To the surprise of many people, ITV News at Ten last week broadcast an item about a recent report from the Centre for European Reform (CER) setting out the cost of Brexit so far. ITV’s business and economics editor Joel Hills’ original piece can be seen in full on YouTube (below) and his written version is on the ITV News website with the title: Brexit cost the UK billions in lost trade and tax revenues, research finds.
Report shows the huge cost of Brexit
The attention-grabbing sub-title says:
“Centre for European Reform figures show that by the end of last year, the economy was 5% – or £31 billion – smaller than it would have been if the UK had stayed in the EU.”

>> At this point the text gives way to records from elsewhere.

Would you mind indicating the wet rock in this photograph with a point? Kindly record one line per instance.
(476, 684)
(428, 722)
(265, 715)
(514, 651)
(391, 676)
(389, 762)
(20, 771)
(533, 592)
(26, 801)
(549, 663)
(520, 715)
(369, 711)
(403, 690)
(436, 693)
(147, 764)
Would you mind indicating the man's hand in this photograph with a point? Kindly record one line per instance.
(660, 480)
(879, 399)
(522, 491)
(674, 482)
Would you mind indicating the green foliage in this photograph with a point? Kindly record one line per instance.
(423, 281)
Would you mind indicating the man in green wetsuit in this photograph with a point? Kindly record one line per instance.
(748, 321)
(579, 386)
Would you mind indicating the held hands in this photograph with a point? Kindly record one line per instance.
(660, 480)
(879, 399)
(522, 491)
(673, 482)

Brexit has certainly “cost the UK billions” – in fact, quite a bit more than £31bn, which is almost certainly just a fraction of the real figure.
Joel Hills has taken the numbers directly from the CER report by deputy director John Springford, which is unequivocal.
Chart 1 on page 3 says:
It looks like a lot of missing wealth and it is. I think any reasonable person would take from the report that the British economy must logically be worth about £600 billion a year. If 5% is £31bn, then 100% must be £620 bn. Right?

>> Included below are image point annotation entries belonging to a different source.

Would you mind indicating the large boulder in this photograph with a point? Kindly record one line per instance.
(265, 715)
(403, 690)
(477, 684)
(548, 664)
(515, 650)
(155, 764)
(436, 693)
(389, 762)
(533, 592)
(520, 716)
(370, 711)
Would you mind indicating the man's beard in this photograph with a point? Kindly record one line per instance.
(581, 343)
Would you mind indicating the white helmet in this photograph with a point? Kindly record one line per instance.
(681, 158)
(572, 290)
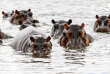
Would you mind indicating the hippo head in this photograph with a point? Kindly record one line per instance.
(8, 14)
(41, 45)
(102, 24)
(58, 27)
(26, 24)
(72, 36)
(18, 17)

There is just one small problem, the UK economy is in fact about four times bigger.
The actual cost of Brexit is four times bigger
If you go to the Office for Budget Responsibility’s (OBR) Fiscal Outlook from March 2022 and turn to page 12, you can see on Table 1.1 it gives the UK’s nominal GDP (GDP at current prices, without adjustment for inflation) out turn for 2021 as £2,318bn (£2.318 trillion).

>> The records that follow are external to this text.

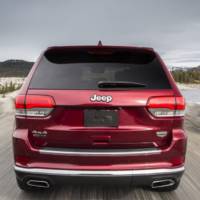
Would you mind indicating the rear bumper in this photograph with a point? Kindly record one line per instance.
(26, 156)
(133, 177)
(96, 173)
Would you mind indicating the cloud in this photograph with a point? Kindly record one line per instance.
(171, 27)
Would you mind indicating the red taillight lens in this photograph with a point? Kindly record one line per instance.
(166, 106)
(34, 105)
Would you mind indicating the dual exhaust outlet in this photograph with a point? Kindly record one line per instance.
(162, 183)
(38, 183)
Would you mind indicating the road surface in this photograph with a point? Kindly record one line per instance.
(188, 189)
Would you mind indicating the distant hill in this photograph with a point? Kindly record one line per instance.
(186, 75)
(15, 68)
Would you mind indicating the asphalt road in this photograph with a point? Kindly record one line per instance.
(188, 189)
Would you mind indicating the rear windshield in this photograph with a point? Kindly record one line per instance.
(83, 71)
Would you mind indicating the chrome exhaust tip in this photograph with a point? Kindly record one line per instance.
(38, 183)
(163, 183)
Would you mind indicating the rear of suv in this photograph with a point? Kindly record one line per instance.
(104, 112)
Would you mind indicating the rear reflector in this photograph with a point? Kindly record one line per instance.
(34, 105)
(166, 106)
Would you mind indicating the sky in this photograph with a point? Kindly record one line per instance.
(171, 27)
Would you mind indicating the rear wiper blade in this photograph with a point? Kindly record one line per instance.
(119, 84)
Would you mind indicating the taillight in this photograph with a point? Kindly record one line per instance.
(34, 105)
(166, 106)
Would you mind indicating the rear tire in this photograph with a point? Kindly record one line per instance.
(168, 188)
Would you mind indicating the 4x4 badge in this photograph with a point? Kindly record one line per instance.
(98, 98)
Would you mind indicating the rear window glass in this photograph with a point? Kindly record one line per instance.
(83, 71)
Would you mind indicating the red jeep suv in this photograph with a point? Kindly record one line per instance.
(103, 112)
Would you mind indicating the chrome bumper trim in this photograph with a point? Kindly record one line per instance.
(58, 172)
(99, 152)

GDP is gross domestic product and is a measure of the value of all of the goods and services produced by a nation’s economy in a year.
Assuming the 5.2% figure is correct, the true annual loss of GDP must therefore be about £120bn. The £31bn mentioned in the CER and ITV reports is almost certainly only concerned with the GDP over one quarter – Q4 2021 – although it isn’t made clear..
Since the government’s tax revenues are somewhere around 35% of GDP at the moment (headed for 36.3% in 2026/27) – the highest since just after the second world war – you can see that if GDP is £120bn lower than it otherwise would have been, the loss in tax revenue is about £42bn – assuming tax rates remained unchanged. This compares with around £12bn as the net cost of the UK’s EU membership.
Without Brexit, none of the recent tax increases would have been necessary
To put it into context, £42bn is more than the amount raised annually in council tax and about the same as the UK spends on defence each year.
According to the respected Institute of Fiscal Studies (IFS), tax increases announced by the chancellor which came into effect last April, including an increase in rates of national insurance and a cash freeze in income tax thresholds, plus an increase in corporation tax rates in April 2023, will amount to around £46bn in today’s money. The CER figures point to the uncomfortable truth – for Conservatives – that without Brexit none of the tax rises would have been necessary.
More transparent reporting by the mainstream media on the costs imposed by Brexit is welcome, but it would be even better if the figures presented a clearer picture so that the real cost of Brexit can be understood and assessed.
Yorkshire Bylines has approached the Centre for European Reform for comment and we will update this article if we receive a reply.